4.1.2.5 Non-Dispatchable Variable Energy Resource
Each Market Participant may submit Resource Offers for Non-
Dispatchable Variable Energy Resources using the same Offer parameters
available to any other Resource, except that
(1) The minimum operating limits specified in the Resource Offer must be
equal to zero;
(2) For the RTBM, the Resource’s Energy Offer Curve shall not apply;
(3) For the RTBM, the Resource’s Dispatch Instruction shall be equal to the
Resource’s actual output at the start of the Dispatch Interval and the
Resources must operate as non-dispatchable;
(4) Resource Energy Offer Curve prices shall be assumed equal to zero (0) for
the purposes of calculating production costs relating to RUC make whole
payments and cost allocation thereof under Sections 8.6.5 and 8.6.7 of this
Attachment AE;
(5) An OOME may be issued to a Non-Dispatchable Variable Energy
Resource. In addition, the Transmission Provider will issue the dispatch
instruction to the Resource in accordance with Section 6.2.4 of this
Attachment AE; and
(6) The maximum operating limits for use in the Day-Ahead RUC and the
Intra-Day RUC shall be calculated by the Transmission Provider as equal
to the lesser of the maximum operating limits submitted in the Resource
Offer or the Transmission Provider’s output forecast for that Resource to
the extent that such output forecast is available, otherwise the maximum
operating limits shall be equal to those submitted in the Resource Offer;
(a) Non-Dispatchable Variable Energy Resources for which the
Transmission Provider is calculating an output forecast are not
eligible to receive RUC make whole payments as described under
Section 8.6.5 of this Attachment AE.
4.1.2.6 External Dynamic Resource
Each Market Participant may submit Resource Offers for External
Dynamic Resources (“EDR”) using the same Offer parameters available to any
other Resource, except that:
(1) A Market Participant may only submit a commitment status as defined in
Section 4.1(10)(a) or (d) of this Attachment AE;
(2) For an EDR in the Eastern Interconnection, a Market Participant must
submit a dispatch status indicating that the EDR is not available for energy
dispatch as described under Section 4.1(11)(a) of this Attachment AE;
(3) For an EDR in the Eastern Interconnection, Resource Offer parameters are
limited to: Regulation-Up and Regulation-Down Offers, Spinning and
Supplemental Reserve Offers, Regulation Ramp Rate, Contingency
Reserve Ramp Rate and Resource Status.
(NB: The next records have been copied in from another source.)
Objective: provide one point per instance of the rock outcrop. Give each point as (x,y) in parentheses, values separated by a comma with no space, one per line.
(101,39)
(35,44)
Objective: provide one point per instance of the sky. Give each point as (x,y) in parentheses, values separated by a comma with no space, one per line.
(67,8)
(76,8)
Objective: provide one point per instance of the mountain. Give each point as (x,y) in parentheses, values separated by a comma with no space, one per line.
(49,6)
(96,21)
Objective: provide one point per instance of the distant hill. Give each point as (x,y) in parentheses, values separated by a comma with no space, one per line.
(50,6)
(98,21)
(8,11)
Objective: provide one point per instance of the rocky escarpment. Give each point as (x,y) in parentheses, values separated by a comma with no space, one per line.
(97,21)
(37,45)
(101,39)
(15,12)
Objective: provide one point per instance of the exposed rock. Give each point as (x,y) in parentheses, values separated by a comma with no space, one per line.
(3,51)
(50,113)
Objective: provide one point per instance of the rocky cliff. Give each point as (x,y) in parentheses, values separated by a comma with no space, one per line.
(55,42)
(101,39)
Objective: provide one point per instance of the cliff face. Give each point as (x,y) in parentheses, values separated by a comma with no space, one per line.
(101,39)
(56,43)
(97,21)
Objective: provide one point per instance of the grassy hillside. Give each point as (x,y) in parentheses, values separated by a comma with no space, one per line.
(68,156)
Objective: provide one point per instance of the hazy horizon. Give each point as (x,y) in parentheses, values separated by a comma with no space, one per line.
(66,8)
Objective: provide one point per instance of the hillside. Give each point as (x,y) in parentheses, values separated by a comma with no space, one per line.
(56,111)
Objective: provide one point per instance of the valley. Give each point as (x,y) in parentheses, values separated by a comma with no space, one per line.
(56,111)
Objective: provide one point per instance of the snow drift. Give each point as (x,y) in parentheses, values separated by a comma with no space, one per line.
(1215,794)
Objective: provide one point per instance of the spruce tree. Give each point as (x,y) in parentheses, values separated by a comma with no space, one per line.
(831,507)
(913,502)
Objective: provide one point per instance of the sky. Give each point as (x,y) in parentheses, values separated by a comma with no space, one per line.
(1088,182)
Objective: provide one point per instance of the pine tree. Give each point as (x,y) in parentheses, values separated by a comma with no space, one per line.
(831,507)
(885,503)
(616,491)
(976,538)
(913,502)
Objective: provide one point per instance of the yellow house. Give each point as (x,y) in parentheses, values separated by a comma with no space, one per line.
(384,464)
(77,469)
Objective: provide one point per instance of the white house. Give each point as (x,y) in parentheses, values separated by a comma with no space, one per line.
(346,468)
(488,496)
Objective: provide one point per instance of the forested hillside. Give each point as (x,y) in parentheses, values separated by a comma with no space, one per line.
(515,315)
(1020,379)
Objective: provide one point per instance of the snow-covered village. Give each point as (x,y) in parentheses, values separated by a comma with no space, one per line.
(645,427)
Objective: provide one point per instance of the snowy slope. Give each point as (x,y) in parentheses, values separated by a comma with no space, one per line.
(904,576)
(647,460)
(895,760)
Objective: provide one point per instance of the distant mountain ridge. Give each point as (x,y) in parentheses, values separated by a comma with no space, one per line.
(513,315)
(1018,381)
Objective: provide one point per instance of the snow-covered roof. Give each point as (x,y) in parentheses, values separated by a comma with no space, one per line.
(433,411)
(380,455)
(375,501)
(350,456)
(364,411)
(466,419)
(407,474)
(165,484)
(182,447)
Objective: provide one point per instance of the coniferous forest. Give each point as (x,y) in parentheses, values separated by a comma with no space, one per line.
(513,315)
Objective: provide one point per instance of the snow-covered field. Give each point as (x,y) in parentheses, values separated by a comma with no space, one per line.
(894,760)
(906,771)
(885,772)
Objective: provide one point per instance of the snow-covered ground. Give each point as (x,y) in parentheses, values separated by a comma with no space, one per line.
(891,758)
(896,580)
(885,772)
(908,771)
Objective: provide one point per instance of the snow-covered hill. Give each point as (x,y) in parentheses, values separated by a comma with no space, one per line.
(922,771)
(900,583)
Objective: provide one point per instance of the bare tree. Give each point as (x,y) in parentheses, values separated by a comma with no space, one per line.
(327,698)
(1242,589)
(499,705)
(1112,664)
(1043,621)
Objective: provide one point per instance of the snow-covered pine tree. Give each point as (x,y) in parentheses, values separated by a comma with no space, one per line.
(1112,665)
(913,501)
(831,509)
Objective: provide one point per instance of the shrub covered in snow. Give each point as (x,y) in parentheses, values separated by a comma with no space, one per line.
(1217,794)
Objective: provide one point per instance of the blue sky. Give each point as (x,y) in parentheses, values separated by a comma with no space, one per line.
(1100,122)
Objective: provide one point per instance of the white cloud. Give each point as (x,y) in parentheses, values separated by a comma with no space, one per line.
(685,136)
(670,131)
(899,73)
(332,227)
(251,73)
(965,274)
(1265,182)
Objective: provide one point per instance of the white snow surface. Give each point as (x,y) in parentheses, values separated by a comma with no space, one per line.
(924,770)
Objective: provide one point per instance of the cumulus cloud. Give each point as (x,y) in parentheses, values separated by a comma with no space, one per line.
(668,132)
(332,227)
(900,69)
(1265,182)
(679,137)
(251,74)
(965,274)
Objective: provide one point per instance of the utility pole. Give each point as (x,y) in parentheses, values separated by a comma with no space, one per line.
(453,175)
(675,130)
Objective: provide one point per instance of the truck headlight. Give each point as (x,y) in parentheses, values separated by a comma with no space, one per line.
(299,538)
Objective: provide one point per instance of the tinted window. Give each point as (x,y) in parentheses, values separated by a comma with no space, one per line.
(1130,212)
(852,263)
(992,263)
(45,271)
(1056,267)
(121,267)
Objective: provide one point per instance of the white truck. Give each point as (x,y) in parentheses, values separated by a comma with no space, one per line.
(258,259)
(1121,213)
All other Resource Offer
parameters as listed in Section 4.1(9) of this Attachment AE shall not
apply to EDRs in the Eastern Interconnection.
(4) For an EDR that is not in the Eastern Interconnection, Resource Offer
parameters are limited to: Energy Offer Curve, Ramp-Rate-Up, Ramp-
Rate-Down, Regulation-Up and Regulation-Down Offers, Spinning and
Supplemental Reserve Offers, Regulation Ramp Rate, Contingency
Reserve Ramp Rate and Resource Status. All other Resource Offer
parameters as listed in Section 4.1(9) of this Attachment AE shall not
apply to EDRs that are not in the Eastern Interconnection.